Pendant ce temps, le système judiciaire israélien, loin de défier l'occupation israélienne, a oscillé entre le fait d'ignorer l'occupation - comme dans les cas de démolitions de maisons - et le refus catégorique d'affronter l'occupation. Par exemple, les tribunaux israéliens ont refusé d’entendre des contestations concernant la construction de colonies israéliennes au motif qu’il valait mieux laisser ça aux hommes politiques qu’aux tribunaux.

L'aspect le plus troublant des changements dans le paysage juridique est peut-être au niveau international. Alors que les Accords d'Oslo déclarent que les négociations mèneront à « la mise en œuvre des résolutions 242 et 338 », le simple fait qu'ils aient engagé un processus de négociation sur les frontières, les colonies, Jérusalem et les réfugiés indique que ces questions doivent faire l’objet d’un « compromis ». Et voila le résultat : alors qu'il est clair que les colonies sont des crimes de guerre, que l'annexion de Jérusalem est illégale et qu’Israël n'a pas droit à un seul pouce de territoire occupé et que les Palestiniens ont légalement le droit de revenir, les Accords d’Oslo ont transformé ces droits en simples questions à négocier.

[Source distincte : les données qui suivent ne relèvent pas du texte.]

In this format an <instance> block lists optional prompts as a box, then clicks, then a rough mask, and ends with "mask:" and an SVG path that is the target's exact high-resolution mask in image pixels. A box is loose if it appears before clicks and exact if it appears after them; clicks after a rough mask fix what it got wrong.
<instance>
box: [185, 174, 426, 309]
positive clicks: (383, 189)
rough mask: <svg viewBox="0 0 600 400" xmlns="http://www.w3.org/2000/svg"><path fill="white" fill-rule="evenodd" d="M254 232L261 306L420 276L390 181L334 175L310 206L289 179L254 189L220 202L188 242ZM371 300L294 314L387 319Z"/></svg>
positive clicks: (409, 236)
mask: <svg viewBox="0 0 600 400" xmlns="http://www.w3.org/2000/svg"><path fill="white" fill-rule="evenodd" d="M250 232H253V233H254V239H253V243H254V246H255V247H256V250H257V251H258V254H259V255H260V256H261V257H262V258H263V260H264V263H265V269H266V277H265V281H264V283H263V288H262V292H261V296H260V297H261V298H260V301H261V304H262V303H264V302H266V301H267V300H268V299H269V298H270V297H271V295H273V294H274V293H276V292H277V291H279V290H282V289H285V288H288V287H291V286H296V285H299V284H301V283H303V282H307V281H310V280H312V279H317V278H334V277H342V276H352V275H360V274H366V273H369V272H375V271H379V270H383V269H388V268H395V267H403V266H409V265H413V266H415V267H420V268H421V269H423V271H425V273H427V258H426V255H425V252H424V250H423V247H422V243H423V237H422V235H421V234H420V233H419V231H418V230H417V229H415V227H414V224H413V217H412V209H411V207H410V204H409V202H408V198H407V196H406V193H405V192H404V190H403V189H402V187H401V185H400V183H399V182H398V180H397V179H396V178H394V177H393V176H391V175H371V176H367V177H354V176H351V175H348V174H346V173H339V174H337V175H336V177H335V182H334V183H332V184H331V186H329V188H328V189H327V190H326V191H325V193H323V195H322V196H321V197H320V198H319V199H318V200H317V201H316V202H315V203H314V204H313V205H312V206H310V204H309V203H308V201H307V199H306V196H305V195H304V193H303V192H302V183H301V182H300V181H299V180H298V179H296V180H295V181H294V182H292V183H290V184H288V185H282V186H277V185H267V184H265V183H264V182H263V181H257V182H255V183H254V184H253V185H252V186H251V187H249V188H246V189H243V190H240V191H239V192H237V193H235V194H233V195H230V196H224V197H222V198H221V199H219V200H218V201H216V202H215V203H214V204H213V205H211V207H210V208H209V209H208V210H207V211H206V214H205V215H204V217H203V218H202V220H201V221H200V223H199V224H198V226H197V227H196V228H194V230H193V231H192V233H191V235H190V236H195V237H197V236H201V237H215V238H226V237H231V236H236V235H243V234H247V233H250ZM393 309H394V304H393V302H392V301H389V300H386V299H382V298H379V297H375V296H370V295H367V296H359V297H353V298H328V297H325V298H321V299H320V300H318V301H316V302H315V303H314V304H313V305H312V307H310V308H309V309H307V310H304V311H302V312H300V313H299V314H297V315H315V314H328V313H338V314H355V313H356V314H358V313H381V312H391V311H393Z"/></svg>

Des déclarations répétées de représentants de la communauté internationale soulignent que les « actions unilatérales d’Israël ne seront pas reconnues » et que l’occupation « ne peut être résolue que par la négociation ». En d’autres termes, les représentants de la communauté internationale disent en fait qu’ils reconnaîtront les colonies – ces crimes de guerre - que l'OLP accepte. Cela revient à dire qu'il n'y a pas de normes internationales - pas de lois objectives - mais que le consentement, peu importe comment il est obtenu, peut excuser tout acte illégal.

L'impact de ces changements est profond. Aujourd’hui, les Palestiniens manœuvrent dans un labyrinthe de lois sans aucun recours devant les tribunaux, alors que, à l’échelon international, la pression sur les négociations a permis à la communauté internationale de se cacher derrière des déclarations dénuées de sens et de ne rien faire.

Après vingt-cinq ans et sans perspective de libération, seule l’Autorité palestinienne continue d’investir dans la fiction des zones A, B et C. Israël a depuis longtemps abandonné cette division, conforté par le fait qu’il peut continuer à imposer ses lois militaires aux Palestiniens et à leurs terres. Le choix auquel l'Autorité palestinienne est confrontée aujourd'hui consiste à retirer sa reconnaissance du régime d'apartheid qu'il a aidé à créer et à retirer son soutien aux négociations, ou à continuer de croire que naviguer à vue dans ce dédale sans fin mènera à la liberté.